OLIVE Supported Audio Formats
Overview
There are five main methods of interacting with the OLIVE system that carry different implications with respect to the support audio formats. They are as follows:
- NIGHTINGALE (Forensic) GUI – Submitting audio files using the Nightingale GUI, also known as the Forensic GUI.
- OLIVE (Batch) GUI – Submitting audio files using the OLIVE Batch GUI, also known as the Batch GUI or SCENIC Batch GUI, for submitting large file-based audio processing jobs.
- COMMAND LINE INTERFACE (CLI) TOOLS – submitting audio through the localenroll, localanalyze, localtrain command line tools.
- OLIVE API (BUFFERED) – sending pre-loaded memory buffers of audio samples to the server through the OLIVE API.
- OLIVE API (SERIALIZED) – sending a serialized object to the server that consists of an entire audio file with its header intact.

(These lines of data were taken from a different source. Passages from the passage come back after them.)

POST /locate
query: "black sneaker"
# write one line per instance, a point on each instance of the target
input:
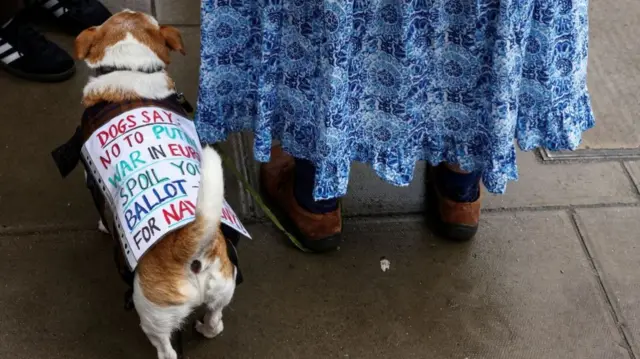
(73, 15)
(25, 53)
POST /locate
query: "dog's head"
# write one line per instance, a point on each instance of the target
(129, 39)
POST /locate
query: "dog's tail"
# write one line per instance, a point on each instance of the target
(211, 191)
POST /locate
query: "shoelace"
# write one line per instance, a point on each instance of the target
(25, 36)
(75, 7)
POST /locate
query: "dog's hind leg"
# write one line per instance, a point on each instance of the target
(162, 342)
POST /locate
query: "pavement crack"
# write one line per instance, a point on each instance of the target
(615, 311)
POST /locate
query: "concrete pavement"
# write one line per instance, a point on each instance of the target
(552, 273)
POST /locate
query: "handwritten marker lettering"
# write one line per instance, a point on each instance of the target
(149, 162)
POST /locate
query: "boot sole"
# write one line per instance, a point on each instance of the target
(59, 77)
(450, 231)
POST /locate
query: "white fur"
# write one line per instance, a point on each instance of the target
(209, 287)
(129, 52)
(150, 86)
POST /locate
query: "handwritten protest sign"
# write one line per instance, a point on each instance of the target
(147, 162)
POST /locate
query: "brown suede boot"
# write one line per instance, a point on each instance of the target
(456, 221)
(317, 232)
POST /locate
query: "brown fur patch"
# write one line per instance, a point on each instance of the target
(92, 43)
(163, 270)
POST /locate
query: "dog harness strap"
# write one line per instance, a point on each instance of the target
(67, 155)
(232, 238)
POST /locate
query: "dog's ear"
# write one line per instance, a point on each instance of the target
(172, 38)
(84, 41)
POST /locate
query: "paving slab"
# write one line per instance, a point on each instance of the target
(614, 75)
(612, 236)
(539, 185)
(523, 289)
(185, 12)
(634, 170)
(565, 184)
(38, 117)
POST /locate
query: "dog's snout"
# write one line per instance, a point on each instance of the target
(196, 266)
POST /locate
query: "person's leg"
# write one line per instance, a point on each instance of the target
(289, 183)
(26, 53)
(72, 15)
(455, 198)
(304, 180)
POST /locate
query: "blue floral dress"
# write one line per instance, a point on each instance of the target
(391, 82)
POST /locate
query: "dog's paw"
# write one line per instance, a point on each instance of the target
(102, 228)
(209, 331)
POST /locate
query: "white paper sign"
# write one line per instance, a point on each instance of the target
(147, 162)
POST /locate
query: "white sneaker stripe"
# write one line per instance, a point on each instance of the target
(11, 58)
(4, 48)
(49, 4)
(61, 11)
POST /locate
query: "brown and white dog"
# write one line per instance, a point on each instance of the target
(136, 50)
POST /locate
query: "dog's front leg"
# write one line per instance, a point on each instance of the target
(212, 325)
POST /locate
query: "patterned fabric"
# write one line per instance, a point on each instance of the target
(390, 82)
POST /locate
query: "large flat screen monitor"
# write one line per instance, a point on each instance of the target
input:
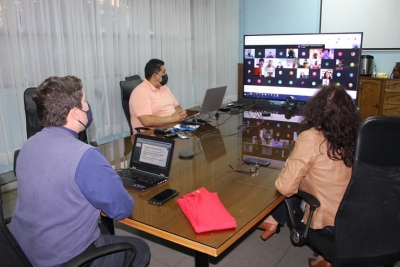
(278, 66)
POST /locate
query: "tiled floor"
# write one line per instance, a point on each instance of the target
(249, 251)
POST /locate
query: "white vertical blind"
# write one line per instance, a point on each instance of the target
(102, 42)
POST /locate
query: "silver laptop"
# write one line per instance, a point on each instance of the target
(212, 101)
(150, 163)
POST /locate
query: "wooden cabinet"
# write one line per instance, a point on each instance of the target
(378, 97)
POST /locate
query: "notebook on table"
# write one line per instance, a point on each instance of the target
(212, 101)
(150, 163)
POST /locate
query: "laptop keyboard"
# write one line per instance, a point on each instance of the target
(139, 179)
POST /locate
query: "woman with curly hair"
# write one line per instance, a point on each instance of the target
(321, 161)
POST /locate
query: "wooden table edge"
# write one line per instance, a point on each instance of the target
(215, 252)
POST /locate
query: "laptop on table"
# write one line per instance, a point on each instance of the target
(150, 163)
(212, 101)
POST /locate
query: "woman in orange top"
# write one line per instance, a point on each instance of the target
(321, 161)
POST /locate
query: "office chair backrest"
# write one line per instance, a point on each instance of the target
(32, 122)
(126, 90)
(11, 253)
(133, 77)
(367, 224)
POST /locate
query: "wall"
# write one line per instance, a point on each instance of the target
(288, 16)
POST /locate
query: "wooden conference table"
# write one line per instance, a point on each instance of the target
(248, 198)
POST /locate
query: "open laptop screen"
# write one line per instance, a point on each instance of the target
(152, 154)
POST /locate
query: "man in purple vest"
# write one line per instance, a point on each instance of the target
(63, 184)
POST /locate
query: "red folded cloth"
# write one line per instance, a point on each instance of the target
(205, 211)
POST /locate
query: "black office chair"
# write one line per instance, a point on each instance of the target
(133, 77)
(32, 121)
(367, 224)
(126, 90)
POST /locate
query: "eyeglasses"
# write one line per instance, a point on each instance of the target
(253, 168)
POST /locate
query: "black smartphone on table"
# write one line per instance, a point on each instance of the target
(163, 196)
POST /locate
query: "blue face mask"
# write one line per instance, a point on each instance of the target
(89, 116)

These interaction methods can be combined into three groups that share limitations:
- Local file-based processing by server.
- Dictates compatibility for 2. OLIVE Batch GUI, 3. Command Line Interface Tools, and 5. OLIVE API (Serialized).
- Audio files being opened and processed by Java.
- Dictates compatibility for 1. Nightingale GUI.
- Audio samples buffered into memory.
- Dictates compatibility for 4. OLIVE API (Buffered).
The limitations of each group are defined below.
Local file-based processing by server
The audio file compatibility for this group of OLIVE interactions is dictated by the libsndfile for reading and writing audio files. All files submitted to the OLIVE Batch GUI, through the localenroll, localanalyze, and localtrain command line tools, or as Serialized files through the OLIVE API can be of any audio file format and type supported by the libsndfile package.
Stereo files are supported, but are merged into a single channel before scoring when submitting to the OLIVE Batch GUI and Command Line Interface Tools. When submitting files as serialized objects through the API, there is flexibility regarding how the channels are processed – please refer to the API Documentation for more details.
Supported audio formats include:
- Microsoft WAV
- SGI/Apple AIFF/AIFC
- Sun AU/Snd
- Raw (headerless)
- Paris Audio File (PAF)
- Commodore IFF/SVX
- Sphere/NIST WAV
- IRCAM SF
- Creative VOC
- SoundForge W64
- GNU Octave MAT4.4
- Portable Voice Format
- Fasttracker 2 XI
- HMM Tool Kit HTK
- Apple CAF
- Sound Designer II SD2
- Free Lossless Audio Codec (FLAC)
Supported encodings vary by the format used (see the link below for a comprehensive compatibility table), but samples of several supported encodings are as follows:
- Unsigned and signed 8, 16, 24 and 32 bit PCM
- IEEE 32 and 64 floating point
- U-LAW
- A-LAW
- IMA ADPCM
- MS ADPCM
- GSM 6.10
- G721/723 ADPCM
- 12/16/24 bit DWVW
- OK Dialogic ADPCM
- 8/16 DPCM
More information on libsndfile supported audio formats can be found here: http://www.mega-nerd.com/libsndfile/#Features
Audio files being opened and processed by Java
Any files being opened in the Nightingale GUI for close analysis work must be able to be opened and read by the underlying Java code libraries:
- Java Media Framework
- JavaX.Sound
- FLAC
Only mono files are currently supported.
Supported sample rates include:
- 8 kHz multiples to 48 kHz
- 11.025 kHz multiples to 44.1 kHz
Supported container formats:
- FLAC
- RIFF (.wav)
- AIFF
- AIFC
- AU
Supported encoding formats:
- Compressed:
- FLAC
- PCM:
- 16 bit signed int, big or little endian
- 8 bit signed or unsigned int
- 32 bit float, little endian only (i.e. RIFF, not RIFX)
- 8 bit mulaw or alaw
- ADPCM:
- Microsoft or IMA ADPCM
Audio samples buffered into memory
Raw buffered audio samples being sent to the OLIVE server for enrollment or scoring are read and processed under the assumption that they are raw 16-bit Linear PCM sampes at an 8 kHz sampling rate.
Serialized buffered audio files sent to the server are not processed by the client or assumed to be anything specific; rather they are interpreted by the server as a complete (header-intact!) audio file.